Garmin Coach – BUILD Phase Complete (Mar 17 – Apr 23)
The BUILD phase of the adaptive Garmin Coach 5K plan wrapped up on April 23, and it’s been a transformative stretch.
Summary
After a rocky BASE phase, I started BUILD with a mindset shift: train by effort, not pace. I stopped chasing numbers and focused on staying within proper heart rate zones — especially avoiding overcooking threshold workouts.
- Threshold HR cap: 174–175 bpm, avoiding anything above 177.
- March 20 marked the turning point — from then on, every tempo or threshold run was based on heart rate control.
Highlights
- April 22 – Best threshold workout yet: 2x 19 min @ ~4:50/km, fully under control. Despite fatigue, I didn’t crack.
- Base pace runs dropped into the high 5:40s/km with HR well below 150 — previously unthinkable.
- VO2Max graph started to rise again after a long plateau.
- HRV reached 130+ for the first time this year (peak: 134), and resting HR dropped to 40 bpm.
Physical Costs
- Right-side groin tension reappeared, especially post-intense sessions (VO2max, threshold).
- Ongoing core fatigue and hip flexor soreness — likely from calisthenics and hill segments.
Despite the high volume, I’m not burnt out — just aware.
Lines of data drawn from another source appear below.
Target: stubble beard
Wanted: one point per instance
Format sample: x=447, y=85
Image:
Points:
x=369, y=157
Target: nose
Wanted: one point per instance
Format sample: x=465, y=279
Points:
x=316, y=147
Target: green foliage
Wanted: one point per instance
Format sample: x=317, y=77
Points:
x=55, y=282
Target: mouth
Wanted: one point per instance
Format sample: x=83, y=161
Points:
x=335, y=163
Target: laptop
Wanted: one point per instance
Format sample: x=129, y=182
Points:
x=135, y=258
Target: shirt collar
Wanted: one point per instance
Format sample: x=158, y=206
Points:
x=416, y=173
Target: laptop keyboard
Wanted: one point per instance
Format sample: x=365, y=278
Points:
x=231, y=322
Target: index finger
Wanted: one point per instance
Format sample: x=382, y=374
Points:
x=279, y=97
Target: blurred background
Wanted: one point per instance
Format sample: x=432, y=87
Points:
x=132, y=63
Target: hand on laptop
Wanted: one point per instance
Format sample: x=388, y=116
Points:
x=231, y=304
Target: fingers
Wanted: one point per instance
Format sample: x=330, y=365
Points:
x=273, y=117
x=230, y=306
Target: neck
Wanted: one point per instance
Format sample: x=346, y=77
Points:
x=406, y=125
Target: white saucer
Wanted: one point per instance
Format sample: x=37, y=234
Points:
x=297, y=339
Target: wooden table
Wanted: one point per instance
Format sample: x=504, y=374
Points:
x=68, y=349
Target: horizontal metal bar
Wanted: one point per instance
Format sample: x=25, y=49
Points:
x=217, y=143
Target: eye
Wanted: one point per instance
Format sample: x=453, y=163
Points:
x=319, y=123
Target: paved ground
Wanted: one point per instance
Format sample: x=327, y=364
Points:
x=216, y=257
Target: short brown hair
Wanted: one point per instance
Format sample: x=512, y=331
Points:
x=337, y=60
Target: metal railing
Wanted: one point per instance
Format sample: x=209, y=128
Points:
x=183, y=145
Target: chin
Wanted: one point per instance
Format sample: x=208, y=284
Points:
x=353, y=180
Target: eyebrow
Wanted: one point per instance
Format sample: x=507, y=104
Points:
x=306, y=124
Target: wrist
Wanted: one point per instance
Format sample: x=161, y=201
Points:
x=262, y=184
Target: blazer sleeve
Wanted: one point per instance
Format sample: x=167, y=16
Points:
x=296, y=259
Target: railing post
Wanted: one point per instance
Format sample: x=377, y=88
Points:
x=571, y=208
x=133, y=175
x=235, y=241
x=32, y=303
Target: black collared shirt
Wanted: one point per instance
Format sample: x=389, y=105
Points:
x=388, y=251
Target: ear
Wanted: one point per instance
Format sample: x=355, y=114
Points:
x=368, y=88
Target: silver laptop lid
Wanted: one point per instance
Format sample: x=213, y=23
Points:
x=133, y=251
I’ve learned to listen to early signals (twinges, sleep quality, HR trends), and I adapted accordingly.
What’s Next
PEAK phase begins now. It’s time to sharpen, taper smart, and see if the old PB (5K in 21:57) can finally fall. The plan continues through May 28, with a mix of threshold, VO2max and base runs.
Let’s see what four weeks of peaking can do.